Well, time has a way of teaching you, doesn’t it ?
Years in the trenches of real life at successful enterprise software companies (Salesforce, Yammer, PagerDuty…) have slowly crumbled this ideal. I know now that vision, while important, is overrated. Instead what is more important is straightforward, honest to goodness, boring execution.
Listening to Frank Slootman (CEO of Snowflake) and Michael Scarpelli (CFO of Snowflake) speak during Snowflake’s (SNOW) latest earnings call, I was struck by their straightforward, execution oriented responses to the analyst questions reminding me of the learning above.
With that, let’s get on to my quick, unfiltered thoughts from the earnings call:
Almost every analyst said congratulations before asking their question. I have seen this before on calls and, believe it or not, it’s been a great leading indicator. It shows that they have a lot of momentum.
There wasn’t a whole lot of visioning on their call or their website. They simply sell a platform for an organization to store, manage, prepare their data for various use cases. They are just really good at it. It’s refreshing as opposed to Palantir.
They provide a data marketplace. Interesting. I need to look into Aladdin and what they did with Blackrock (maybe an upcoming blog post).
Revenue grew 116%. It looks like their future revenue (??) that they have not recognized yet is actually growing over 200% (Not sure if I really get this).
Net Revenue Retention (NRR) is 168%. WOW. (Ps: NRR > 100% means that a company is deriving more revenue from it’s existing customers)
Both the above metrics ticked up from the prior quarter where revenue grew 115% and NRR was 162%.
Currently they are just dealing with structured (ANSI SQL) data. As a product/strategy they are building/looking to introduce unstructured data products. They will show this in an upcomingJune event. -- Frank talked about how relationships between structured and unstructured data is what the real world looks like.
Partnerships with tools to access the Snowflake data, like Tableau (Salesforce), are creating a lot of value for customers enabling them to move quickly.

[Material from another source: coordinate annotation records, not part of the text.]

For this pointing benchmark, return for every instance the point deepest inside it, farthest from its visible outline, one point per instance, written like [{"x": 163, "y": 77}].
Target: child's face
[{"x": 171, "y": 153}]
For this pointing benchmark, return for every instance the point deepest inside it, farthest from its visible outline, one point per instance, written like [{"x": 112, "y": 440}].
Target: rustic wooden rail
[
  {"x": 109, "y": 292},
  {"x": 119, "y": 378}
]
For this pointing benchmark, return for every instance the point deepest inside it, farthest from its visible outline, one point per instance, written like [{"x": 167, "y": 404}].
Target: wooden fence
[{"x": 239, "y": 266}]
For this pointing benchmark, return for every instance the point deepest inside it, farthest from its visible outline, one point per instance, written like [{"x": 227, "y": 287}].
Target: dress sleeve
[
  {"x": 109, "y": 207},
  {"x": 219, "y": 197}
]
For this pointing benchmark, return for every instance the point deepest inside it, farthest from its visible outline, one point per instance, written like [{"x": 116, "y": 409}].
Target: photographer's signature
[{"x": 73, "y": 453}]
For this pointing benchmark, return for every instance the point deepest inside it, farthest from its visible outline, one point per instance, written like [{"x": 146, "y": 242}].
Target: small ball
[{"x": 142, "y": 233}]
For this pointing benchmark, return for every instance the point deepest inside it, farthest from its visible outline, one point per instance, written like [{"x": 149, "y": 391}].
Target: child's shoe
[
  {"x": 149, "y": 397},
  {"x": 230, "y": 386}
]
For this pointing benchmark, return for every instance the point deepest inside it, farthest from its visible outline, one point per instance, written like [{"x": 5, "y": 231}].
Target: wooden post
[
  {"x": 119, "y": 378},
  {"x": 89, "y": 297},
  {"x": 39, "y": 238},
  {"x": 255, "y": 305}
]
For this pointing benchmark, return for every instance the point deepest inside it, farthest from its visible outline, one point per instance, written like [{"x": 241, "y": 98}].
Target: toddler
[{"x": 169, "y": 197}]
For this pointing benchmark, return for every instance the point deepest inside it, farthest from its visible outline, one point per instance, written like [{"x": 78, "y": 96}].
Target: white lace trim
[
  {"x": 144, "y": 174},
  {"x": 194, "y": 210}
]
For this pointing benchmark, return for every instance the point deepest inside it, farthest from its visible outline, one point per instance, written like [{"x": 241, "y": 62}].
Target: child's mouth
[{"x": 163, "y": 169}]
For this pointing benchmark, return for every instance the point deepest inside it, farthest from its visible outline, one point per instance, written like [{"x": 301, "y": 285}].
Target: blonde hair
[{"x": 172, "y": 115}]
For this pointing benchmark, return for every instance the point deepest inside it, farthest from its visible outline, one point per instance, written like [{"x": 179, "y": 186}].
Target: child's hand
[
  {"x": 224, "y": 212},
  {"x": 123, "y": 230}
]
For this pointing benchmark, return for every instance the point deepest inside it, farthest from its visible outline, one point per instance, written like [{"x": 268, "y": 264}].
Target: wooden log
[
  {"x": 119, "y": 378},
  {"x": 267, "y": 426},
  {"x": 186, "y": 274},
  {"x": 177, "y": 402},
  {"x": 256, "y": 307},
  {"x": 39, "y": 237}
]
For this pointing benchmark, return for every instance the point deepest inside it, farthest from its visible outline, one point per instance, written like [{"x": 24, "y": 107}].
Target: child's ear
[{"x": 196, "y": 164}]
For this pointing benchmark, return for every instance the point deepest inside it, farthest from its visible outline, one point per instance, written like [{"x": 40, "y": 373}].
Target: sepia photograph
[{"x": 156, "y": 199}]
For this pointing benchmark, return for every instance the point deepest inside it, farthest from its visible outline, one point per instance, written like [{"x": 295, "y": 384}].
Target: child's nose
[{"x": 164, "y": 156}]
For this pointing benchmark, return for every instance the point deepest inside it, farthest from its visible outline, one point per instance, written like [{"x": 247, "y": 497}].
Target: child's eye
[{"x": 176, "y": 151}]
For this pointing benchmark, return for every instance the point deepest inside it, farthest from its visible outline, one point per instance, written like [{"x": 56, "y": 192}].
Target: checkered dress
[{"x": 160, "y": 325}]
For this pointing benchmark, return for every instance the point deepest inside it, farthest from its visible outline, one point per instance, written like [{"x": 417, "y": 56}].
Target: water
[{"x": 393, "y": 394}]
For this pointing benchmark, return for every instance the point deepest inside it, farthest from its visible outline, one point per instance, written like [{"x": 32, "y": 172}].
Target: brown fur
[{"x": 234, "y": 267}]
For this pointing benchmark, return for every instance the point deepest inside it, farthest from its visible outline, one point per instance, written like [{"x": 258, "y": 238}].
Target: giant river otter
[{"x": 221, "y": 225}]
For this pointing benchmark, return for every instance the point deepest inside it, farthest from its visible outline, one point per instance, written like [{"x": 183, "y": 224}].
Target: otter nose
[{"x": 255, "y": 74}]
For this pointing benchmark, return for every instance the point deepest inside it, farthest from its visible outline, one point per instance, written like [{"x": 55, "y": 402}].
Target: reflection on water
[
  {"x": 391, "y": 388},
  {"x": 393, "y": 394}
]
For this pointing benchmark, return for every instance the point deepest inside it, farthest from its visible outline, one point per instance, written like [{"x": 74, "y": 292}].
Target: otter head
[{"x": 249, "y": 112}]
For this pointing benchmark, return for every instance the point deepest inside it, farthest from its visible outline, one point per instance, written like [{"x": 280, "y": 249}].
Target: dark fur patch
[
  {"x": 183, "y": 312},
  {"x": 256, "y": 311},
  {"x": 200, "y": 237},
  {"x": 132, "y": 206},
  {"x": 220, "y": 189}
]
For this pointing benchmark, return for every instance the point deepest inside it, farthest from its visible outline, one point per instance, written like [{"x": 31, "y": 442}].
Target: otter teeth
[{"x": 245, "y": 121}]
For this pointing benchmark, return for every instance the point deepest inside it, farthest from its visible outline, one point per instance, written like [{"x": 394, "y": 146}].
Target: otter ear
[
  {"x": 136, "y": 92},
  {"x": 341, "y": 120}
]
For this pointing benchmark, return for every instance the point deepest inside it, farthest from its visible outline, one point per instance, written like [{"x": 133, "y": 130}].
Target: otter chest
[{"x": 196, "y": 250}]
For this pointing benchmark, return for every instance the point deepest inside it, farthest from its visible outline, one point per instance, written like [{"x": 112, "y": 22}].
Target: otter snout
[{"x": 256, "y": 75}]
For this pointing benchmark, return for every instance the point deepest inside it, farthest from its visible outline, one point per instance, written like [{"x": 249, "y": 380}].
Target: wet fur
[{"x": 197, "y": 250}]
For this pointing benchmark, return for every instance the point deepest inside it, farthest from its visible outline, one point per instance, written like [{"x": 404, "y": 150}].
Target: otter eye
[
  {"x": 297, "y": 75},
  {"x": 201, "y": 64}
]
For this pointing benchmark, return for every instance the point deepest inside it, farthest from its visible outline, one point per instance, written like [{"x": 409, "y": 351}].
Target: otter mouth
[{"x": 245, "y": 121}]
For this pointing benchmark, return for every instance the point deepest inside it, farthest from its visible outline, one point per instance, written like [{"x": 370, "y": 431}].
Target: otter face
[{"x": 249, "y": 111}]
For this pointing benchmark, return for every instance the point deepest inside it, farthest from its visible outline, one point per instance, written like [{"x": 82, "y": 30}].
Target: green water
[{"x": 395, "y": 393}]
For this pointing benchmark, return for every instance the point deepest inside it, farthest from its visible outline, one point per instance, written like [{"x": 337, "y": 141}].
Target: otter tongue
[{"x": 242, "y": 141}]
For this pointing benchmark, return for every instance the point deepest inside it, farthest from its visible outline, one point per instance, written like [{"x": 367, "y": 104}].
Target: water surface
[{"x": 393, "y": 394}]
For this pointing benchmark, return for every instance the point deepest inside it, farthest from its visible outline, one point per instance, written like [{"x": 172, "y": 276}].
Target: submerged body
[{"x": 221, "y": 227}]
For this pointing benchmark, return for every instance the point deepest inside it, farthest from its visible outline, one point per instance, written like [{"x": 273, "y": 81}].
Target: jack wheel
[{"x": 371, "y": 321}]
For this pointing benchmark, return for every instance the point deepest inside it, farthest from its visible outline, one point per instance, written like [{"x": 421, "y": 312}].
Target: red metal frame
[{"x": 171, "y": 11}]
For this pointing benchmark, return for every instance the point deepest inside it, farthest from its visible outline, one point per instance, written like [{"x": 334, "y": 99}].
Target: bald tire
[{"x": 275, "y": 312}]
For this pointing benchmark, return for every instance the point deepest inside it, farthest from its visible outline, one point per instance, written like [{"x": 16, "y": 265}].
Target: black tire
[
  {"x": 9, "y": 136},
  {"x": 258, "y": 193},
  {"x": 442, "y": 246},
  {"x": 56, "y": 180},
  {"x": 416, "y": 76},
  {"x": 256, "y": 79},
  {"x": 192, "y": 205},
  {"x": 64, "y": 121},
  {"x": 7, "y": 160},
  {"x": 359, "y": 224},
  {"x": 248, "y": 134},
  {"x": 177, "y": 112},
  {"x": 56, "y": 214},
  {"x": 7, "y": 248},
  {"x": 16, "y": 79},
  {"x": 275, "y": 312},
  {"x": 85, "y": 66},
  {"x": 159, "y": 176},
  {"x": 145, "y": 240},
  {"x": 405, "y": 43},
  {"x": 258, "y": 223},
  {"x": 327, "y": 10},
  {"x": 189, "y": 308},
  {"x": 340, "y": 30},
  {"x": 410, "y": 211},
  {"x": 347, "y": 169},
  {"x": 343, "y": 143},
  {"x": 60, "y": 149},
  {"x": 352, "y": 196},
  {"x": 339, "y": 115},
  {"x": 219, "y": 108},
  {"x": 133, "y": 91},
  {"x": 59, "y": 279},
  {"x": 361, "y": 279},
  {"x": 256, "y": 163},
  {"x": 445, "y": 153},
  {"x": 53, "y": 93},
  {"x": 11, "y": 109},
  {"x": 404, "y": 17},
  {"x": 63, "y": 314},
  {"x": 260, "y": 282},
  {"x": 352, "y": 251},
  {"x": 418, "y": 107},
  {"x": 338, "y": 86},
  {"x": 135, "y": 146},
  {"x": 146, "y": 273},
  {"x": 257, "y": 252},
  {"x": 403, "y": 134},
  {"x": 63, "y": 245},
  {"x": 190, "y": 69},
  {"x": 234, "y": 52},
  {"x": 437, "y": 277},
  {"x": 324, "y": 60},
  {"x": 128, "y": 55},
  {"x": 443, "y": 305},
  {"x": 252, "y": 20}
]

They said that they are generally considered the second item on the buy list for their customers behind the public cloud.
Takeaway
There is a reason why SNOW is an expensive stock: Great technology, seasoned management, explosive growth, thematic tailwinds and more. With it being ~ 40% off it’s recent highs, it just became an interesting stock as well.
Next
I’ll leave you with this for now. Please be sure to subscribe for my reaction to Datadog (DDOG) earnings coming shortly:
In the meantime, tell your friends.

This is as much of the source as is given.